Because someone had told them. Someone privy to their plans. Only possible explanation.

He looked around the room. Every single man in a kutte, patches and prospects alike, he would trust to the ends of the earth and back. Every single one of them. They didn’t always agree, but they always worked it out. They respected the table, the vote, and each other. Nobody here would sell out his brothers for any price, and damn sure not to scum like the Rats.

He trusted the old ladies, too.

That left sweetbutts and hangarounds. The regulars got pulled in on lockdowns, but they wouldn’t know details about club work. Still, they’d know enough to get the schedule. The women planned meals around the men, so they knew about when to expect them back. A stray bit overheard about Nebraska might give a smart ear some sense of direction. And there just weren’t that many highways and interstates in Oklahoma. It was conceivably possible, from those few bits of information, to get a general sense of where they might be at any given moment of the run.

Had the Rats f*cking guessed on so little information? They must have.

“Where’s Chet?” he asked, missing a regular hangaround in his survey of the room.

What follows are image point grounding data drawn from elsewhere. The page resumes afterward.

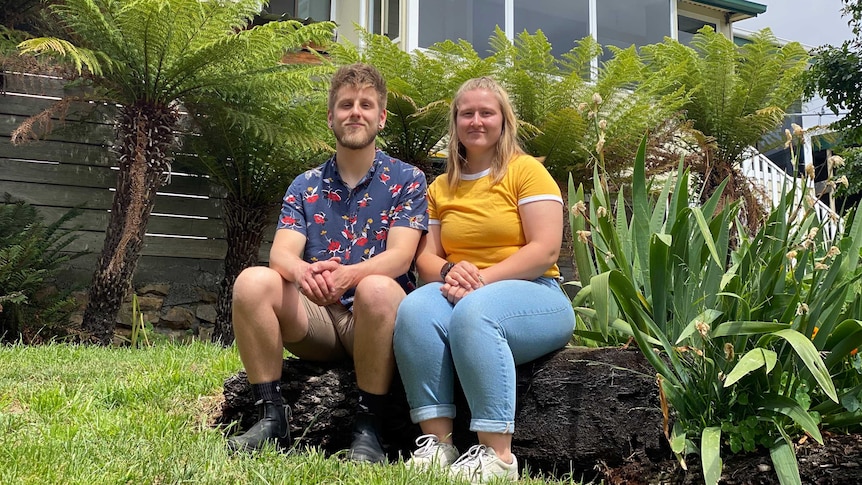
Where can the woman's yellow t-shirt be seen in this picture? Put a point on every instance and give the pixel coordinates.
(479, 221)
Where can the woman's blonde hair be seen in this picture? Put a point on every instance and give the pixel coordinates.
(507, 146)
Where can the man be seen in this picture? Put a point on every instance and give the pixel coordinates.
(339, 266)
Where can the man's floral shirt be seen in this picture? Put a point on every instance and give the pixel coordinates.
(353, 224)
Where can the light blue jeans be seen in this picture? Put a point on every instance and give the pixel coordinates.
(483, 338)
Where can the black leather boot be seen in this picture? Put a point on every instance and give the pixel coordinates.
(367, 445)
(273, 427)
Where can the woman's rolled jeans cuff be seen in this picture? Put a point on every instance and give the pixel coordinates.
(425, 413)
(432, 412)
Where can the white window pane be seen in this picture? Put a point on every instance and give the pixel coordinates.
(471, 20)
(688, 26)
(562, 21)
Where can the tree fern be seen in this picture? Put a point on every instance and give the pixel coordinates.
(736, 95)
(150, 57)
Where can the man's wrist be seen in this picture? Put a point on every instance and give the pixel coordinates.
(445, 270)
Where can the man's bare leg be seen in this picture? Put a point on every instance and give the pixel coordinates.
(374, 307)
(260, 296)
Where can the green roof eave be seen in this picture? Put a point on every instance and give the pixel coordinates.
(739, 6)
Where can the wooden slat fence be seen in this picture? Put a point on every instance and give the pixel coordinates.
(74, 166)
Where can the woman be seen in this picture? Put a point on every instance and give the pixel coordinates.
(492, 299)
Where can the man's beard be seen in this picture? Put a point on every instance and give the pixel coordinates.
(355, 140)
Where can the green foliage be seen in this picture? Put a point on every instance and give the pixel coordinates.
(851, 168)
(158, 52)
(754, 339)
(30, 256)
(554, 100)
(737, 94)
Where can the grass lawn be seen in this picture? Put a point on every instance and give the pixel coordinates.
(90, 415)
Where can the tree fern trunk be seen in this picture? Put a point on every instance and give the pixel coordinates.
(144, 139)
(244, 229)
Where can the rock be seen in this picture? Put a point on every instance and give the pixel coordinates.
(178, 318)
(576, 408)
(206, 313)
(161, 289)
(206, 296)
(205, 333)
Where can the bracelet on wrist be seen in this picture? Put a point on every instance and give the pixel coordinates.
(445, 270)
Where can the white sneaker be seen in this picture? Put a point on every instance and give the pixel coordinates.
(432, 453)
(480, 465)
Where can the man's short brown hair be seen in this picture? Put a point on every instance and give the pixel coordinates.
(358, 76)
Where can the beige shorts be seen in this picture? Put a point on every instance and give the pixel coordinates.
(330, 333)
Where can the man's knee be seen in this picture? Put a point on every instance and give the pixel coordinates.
(253, 283)
(379, 291)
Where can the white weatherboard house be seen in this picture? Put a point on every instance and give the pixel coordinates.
(417, 24)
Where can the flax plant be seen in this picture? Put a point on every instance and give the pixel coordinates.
(753, 338)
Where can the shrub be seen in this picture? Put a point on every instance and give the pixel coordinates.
(754, 337)
(30, 255)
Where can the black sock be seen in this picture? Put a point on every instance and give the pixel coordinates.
(267, 392)
(373, 404)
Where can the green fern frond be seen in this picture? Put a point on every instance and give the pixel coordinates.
(79, 57)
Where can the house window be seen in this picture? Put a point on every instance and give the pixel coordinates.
(688, 26)
(300, 9)
(563, 22)
(471, 20)
(624, 23)
(385, 18)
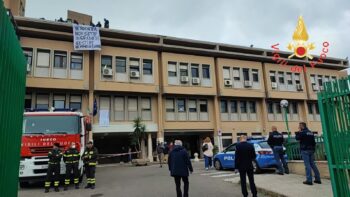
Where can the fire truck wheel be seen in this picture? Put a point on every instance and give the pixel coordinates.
(23, 184)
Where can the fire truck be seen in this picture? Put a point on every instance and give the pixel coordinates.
(40, 131)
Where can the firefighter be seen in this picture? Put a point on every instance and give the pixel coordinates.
(71, 158)
(53, 171)
(90, 158)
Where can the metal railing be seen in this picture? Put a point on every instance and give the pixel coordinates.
(293, 150)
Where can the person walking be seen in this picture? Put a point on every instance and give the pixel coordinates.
(54, 167)
(179, 166)
(275, 141)
(207, 149)
(307, 148)
(244, 157)
(90, 159)
(160, 152)
(71, 158)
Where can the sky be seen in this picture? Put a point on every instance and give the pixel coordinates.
(238, 22)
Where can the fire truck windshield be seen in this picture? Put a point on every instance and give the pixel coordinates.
(51, 124)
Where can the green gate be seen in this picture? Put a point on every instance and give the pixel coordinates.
(12, 90)
(334, 104)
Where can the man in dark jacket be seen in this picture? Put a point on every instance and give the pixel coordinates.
(276, 142)
(179, 164)
(90, 160)
(307, 148)
(244, 157)
(71, 158)
(54, 167)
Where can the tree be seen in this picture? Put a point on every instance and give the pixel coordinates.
(139, 136)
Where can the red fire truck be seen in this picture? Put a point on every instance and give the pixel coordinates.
(40, 131)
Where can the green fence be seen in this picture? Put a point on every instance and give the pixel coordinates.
(334, 104)
(293, 150)
(12, 90)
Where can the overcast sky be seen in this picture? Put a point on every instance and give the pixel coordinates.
(244, 22)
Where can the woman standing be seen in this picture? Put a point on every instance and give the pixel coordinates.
(208, 153)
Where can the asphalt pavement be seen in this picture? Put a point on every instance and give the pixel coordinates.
(147, 181)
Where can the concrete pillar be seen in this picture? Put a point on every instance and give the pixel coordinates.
(149, 147)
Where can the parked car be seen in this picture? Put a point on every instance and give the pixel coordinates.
(264, 156)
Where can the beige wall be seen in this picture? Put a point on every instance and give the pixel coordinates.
(185, 89)
(134, 86)
(50, 82)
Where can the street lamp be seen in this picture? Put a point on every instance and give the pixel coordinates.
(284, 105)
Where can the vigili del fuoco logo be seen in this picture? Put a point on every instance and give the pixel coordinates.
(301, 49)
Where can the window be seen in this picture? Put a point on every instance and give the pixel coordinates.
(75, 102)
(147, 67)
(236, 74)
(170, 105)
(255, 75)
(245, 74)
(243, 106)
(252, 107)
(134, 64)
(42, 101)
(184, 69)
(281, 77)
(192, 105)
(106, 62)
(181, 105)
(59, 101)
(194, 70)
(132, 107)
(43, 58)
(234, 107)
(206, 71)
(294, 107)
(203, 105)
(297, 78)
(120, 64)
(310, 108)
(223, 105)
(119, 108)
(289, 79)
(226, 72)
(270, 107)
(76, 61)
(146, 108)
(28, 54)
(313, 79)
(60, 60)
(320, 81)
(172, 69)
(273, 76)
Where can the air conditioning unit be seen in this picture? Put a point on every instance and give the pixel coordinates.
(315, 87)
(195, 80)
(228, 82)
(29, 68)
(273, 85)
(299, 87)
(107, 72)
(184, 79)
(248, 84)
(135, 74)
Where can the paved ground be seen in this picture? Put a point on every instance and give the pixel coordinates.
(149, 181)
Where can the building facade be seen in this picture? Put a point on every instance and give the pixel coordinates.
(182, 89)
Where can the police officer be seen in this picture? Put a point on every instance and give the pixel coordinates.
(90, 158)
(276, 142)
(71, 158)
(53, 171)
(307, 148)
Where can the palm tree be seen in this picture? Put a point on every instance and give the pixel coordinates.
(139, 136)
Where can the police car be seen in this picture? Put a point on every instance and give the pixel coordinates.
(264, 156)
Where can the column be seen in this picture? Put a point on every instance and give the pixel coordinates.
(149, 147)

Chet had been hanging around for a few years. He’d applied to prospect and been turned down at the beginning of this year. He was a good guy, but not club material: pushing forty, with a heroin habit and a hit or miss history of recovery. Junkies made terrible brothers. Delaney had told him he needed a whole year clean before they’d even consider it.

Rad had thought he’d been working hard on getting that year done, but he didn’t think that would be enough to sway the whole table.

“Who’s Chet?” Willa asked.

“Hangaround—blond, baldin’, missin’ half a finger?”

“Oh. Yeah. I think he’s here…well, he was working the bar when I got here, but I guess I haven’t noticed him since before Gunner had us locking down. I don’t know. I’ve never really talked to him, and my attention’s been on you.”

Rad gave her a grin and a quick kiss for that, then groaned himself to his feet and called out, “Anybody seen Chet?”

Everyone looked around, and no one answered in the affirmative.

“What’re you thinking, Sarge?” asked Becker, standing as well.

With Delaney and Dane in Lubbock, Rad had the clubhouse. “Chapel. Now.”



oOo



Around one a.m., they found Chet in a Northside dive bar a couple of blocks from Terry’s Billiards. Rad took the lead, fighting like the dickens to stay steady and strong and ignore his throbbing wound and his general fatigue. But when Chet saw him and bolted toward the back, he let Eight Ball and Ox charge forward after him.

Chet running served as confirmation of Rad’s suspicions. Now they needed a goddamn reason.

In the alley behind the bar, with Chet on his knees, his arms stretched out and twisted in the powerful grips of the two biggest Bulls, Rad pulled his blade and crouched before him.

Behind him, Gunner and Simon kept watch. They’d left Apollo and Griffin in charge of the clubhouse.

“You got friends in Lubbock, Chet?”

“I—I don’t know what you mean, Rad. Lived in Tulsa all my life.” His breath had the sweet rot smell of a junkie.

“Then why’d you run just now?”

“You look mad. Got scared.”

Without another word, Rad pushed his blade into Chet’s emaciated thigh. The man shrieked until Ox’s hand clamped down over his mouth, covering most of his face.

“Now, I’m just in the meat of your leg, Chet. What meat there is. But I’m half an inch from your femoral artery. I cut that just right, and you bleed out right here while we watch. You want that?”

He shook his head, whimpering so hard that Rad could see bubbles of snot inflating in each nostril with each breath. Poor Ox, getting that all over his hand.

“Then tell me what I want to know. Who’d you tell where we’d be?”

Chet shook his head again, and Rad turned the knife—not toward the femoral, but enough to make some bad pain. The kind that was pulsing through his own body right now.